Los jóvenes y la crisis de autoridad

Han sido los adultos, y no los jóvenes, los responsables últimos de haber ido minando el sentido de autoridad y debilitando el cumplimiento de las reglas.



El 2022 ha estado marcado por un alza en los episodios de violencia estudiantil. Overoles blancos, bombas molotov, barricadas y quema de buses parecieran ser hechos frecuentes e instalados en nuestro diario vivir. La naturalización de estas dinámicas dificulta especialmente salir de ellas, mientras que la impunidad y la tolerancia frente a hechos delictuales hacen que la búsqueda de soluciones sea aún más difícil. Hay quienes han enfatizado que éste sería uno de los efectos de la pandemia. En cierto modo así parecen corroborarlo diferentes estudios basados en encuestas, así como las denuncias recibidas por la Superintendencia de Educación, en las que se observa un aumento significativo de establecimientos educacionales que perciben o han experimentado niveles de violencia peores a los del año prepandemia.

Sin embargo, estos hechos de violencia no parecen ser un evento circunscrito al contexto escolar, sino más bien una experiencia en diversos ámbitos de nuestra vida cotidiana. La misma actitud se puede percibir en la relación con carabineros, en la actitud hacia los profesores, y en general en las relaciones con personas que ejercen algún cargo o posición de autoridad, o que al menos es percibido como tal.

Según la socióloga Kathy Araujo es necesario un cambio de paradigma para poder hacer frente a esta crisis de autoridad. Para la autora, en Chile se habrían asociado los conceptos de autoridad y dominación, lo que conduce a percibir a la clase dirigente como las únicas personas que ejercen autoridad. Esta percepción es equívoca. Todos podemos ejercer autoridad en algún momento u otro. Nuestra sociedad pareciera haber olvidado que la autoridad es vital a fin de coordinar actividades humanas complejas, siendo por tanto un requisito indispensable de nuestra vida social.

Sería fácil atribuir la responsabilidad de estos comportamientos violentos o de indolencia ante la autoridad a los propios jóvenes; pero en realidad son los adultos los responsables últimos de que esto esté ocurriendo, donde producto de una serie de actitudes y malos ejemplos se ha ido mermando el sentido de autoridad en los más diversos planos y debilitando la importancia de cumplir con las reglas, acostumbrando a una generación a que ello no conlleva aparejada ninguna sanción.

Probablemente es en los colegios -estamentos fundamentales para inculcar los valores indispensables para la vida en sociedad- donde mejor se podría resumir el problema de la pérdida de autoridad. Así, ya es costumbre que los apoderados reclamen por cada decisión que adopta el colegio, viendo injusticias o actos arbitrarios sin mayor fundamento; un ambiente de permanente cuestionamiento al final deriva no solo en la creación de ambientes sobreprotectores, sino que también termina minando la indispensable autoridad de los docentes y los directivos de los establecimientos.

Más grave aún es que las agresiones a profesores han mostrado un preocupante incremento en los últimos años, pero no solo por parte de alumnos, sino también de los propios apoderados, que de esa forma manifiestan su desacuerdo con decisiones que ha tomado el establecimiento o el docente. El hecho de que la expulsión de alumnos que han quebrantado gravemente los reglamentos internos -como sería claramente el caso de la agresión- se torne cada vez más difícil, muchas veces gracias al concurso de tribunales e incluso de los propios padres, que no parecen ver en ello mayor gravedad; o que la repitencia de curso haya sido prácticamente desechada aun si hay un rendimiento académico por dejación propia, ponen de relieve que son los adultos, y no los más jóvenes, quienes han ido estableciendo normas y naturalizando conductas que alimentan esta suerte de anomia.

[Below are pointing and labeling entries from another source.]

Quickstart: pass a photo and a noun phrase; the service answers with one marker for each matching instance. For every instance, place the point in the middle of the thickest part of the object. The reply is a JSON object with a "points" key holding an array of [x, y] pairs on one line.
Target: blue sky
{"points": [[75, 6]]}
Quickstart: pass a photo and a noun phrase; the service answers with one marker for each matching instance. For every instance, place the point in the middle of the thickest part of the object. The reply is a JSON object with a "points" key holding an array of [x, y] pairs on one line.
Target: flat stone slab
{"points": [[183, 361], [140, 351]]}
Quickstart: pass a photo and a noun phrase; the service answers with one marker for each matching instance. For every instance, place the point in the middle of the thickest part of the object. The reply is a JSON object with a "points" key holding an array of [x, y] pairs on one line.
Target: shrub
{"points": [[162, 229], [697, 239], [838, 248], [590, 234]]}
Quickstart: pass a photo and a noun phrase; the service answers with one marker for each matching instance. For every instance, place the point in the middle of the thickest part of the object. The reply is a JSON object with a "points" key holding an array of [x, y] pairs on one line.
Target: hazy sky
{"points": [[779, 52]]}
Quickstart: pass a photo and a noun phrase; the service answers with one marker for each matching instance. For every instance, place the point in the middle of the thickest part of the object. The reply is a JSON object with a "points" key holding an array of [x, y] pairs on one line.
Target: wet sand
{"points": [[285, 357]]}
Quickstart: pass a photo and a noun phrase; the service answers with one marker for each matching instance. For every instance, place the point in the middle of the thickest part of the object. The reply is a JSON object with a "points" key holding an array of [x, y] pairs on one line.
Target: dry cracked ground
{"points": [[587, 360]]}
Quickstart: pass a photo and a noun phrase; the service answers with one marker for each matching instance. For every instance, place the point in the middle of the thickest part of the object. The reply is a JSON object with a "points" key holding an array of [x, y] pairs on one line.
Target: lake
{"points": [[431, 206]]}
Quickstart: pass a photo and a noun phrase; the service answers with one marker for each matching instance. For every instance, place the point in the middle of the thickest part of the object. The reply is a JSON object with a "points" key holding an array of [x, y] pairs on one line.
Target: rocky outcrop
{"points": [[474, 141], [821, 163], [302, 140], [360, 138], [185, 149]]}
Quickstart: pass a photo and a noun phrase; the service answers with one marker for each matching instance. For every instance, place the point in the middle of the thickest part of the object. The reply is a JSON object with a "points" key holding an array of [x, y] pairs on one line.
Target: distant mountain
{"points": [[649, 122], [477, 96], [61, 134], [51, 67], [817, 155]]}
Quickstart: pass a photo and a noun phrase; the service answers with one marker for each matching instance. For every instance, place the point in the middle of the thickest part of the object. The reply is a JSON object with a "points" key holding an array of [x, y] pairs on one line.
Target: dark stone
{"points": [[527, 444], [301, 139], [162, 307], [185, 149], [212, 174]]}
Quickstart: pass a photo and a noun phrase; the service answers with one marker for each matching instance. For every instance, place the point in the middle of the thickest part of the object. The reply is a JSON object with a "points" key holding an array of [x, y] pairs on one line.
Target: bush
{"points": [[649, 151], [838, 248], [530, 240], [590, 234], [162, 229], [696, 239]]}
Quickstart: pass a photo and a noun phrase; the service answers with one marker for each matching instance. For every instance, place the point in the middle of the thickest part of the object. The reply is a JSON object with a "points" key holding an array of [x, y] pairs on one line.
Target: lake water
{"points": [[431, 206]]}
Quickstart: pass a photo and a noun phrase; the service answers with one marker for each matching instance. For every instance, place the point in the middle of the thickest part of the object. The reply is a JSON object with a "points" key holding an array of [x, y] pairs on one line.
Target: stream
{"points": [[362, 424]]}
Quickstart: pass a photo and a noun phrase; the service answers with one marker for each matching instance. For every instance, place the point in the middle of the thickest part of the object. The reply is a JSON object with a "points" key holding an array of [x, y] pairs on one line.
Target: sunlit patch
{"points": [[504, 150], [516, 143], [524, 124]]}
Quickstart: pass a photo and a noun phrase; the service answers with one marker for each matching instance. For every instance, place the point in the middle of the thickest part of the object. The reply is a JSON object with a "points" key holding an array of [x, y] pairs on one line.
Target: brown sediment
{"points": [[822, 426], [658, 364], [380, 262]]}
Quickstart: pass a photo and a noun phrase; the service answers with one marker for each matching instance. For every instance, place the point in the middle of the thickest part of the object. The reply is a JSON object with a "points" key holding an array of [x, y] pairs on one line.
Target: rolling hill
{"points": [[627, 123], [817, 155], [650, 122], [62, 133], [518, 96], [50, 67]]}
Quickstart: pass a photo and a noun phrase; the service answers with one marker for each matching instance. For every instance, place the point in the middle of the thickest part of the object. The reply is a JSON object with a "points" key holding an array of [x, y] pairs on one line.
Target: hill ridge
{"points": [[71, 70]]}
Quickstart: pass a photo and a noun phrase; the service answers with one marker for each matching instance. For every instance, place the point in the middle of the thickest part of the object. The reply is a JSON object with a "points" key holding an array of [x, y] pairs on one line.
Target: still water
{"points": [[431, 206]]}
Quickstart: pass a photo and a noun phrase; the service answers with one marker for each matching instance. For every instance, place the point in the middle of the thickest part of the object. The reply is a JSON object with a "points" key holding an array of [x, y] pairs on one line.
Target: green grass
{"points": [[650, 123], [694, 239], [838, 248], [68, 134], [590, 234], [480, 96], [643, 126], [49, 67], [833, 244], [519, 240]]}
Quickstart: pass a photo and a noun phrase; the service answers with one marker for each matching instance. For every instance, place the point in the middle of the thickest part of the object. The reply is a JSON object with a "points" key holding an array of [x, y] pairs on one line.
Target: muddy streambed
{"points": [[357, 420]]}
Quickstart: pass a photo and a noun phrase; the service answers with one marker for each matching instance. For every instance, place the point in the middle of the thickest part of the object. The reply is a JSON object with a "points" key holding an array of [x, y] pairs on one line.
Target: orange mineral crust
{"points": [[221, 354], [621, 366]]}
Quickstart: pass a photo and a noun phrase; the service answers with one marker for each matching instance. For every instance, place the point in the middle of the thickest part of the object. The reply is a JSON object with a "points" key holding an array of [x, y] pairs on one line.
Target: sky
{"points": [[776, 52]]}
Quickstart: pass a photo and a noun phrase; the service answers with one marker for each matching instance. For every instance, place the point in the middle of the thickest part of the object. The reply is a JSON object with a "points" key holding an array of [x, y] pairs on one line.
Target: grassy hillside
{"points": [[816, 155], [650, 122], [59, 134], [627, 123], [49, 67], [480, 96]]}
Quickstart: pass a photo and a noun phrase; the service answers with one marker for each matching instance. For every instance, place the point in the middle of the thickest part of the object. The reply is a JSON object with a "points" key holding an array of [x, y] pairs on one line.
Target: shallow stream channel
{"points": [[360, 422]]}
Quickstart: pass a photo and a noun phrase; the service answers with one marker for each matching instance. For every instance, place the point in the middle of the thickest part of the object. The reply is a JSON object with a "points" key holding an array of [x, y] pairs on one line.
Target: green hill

Por cierto que esto no se limita solo al ámbito educacional; en el plano cotidiano también se pueden encontrar variados malos ejemplos de ruptura de reglas que los adultos traspasan a sus hijos, ya sea dejando de cumplir las normas del tránsito, la violencia verbal o el “saltarse la fila”, una muy equivocada manera de entender la sagacidad.

Estamos viendo ahora las consecuencias de malas políticas, de malos ejemplos que han visto los jóvenes, y que han llevado a diluir el sentido de autoridad y apego a las reglas. El riesgo de este fenómeno no es solo presente, sino que también futuro. Si esto continúa, tendremos generaciones en las que la transgresión de las normas, la rebelión por defecto y el ensalzamiento de los propios impulsos por sobre todos los demás imperativos de la vida en sociedad se volverán habituales.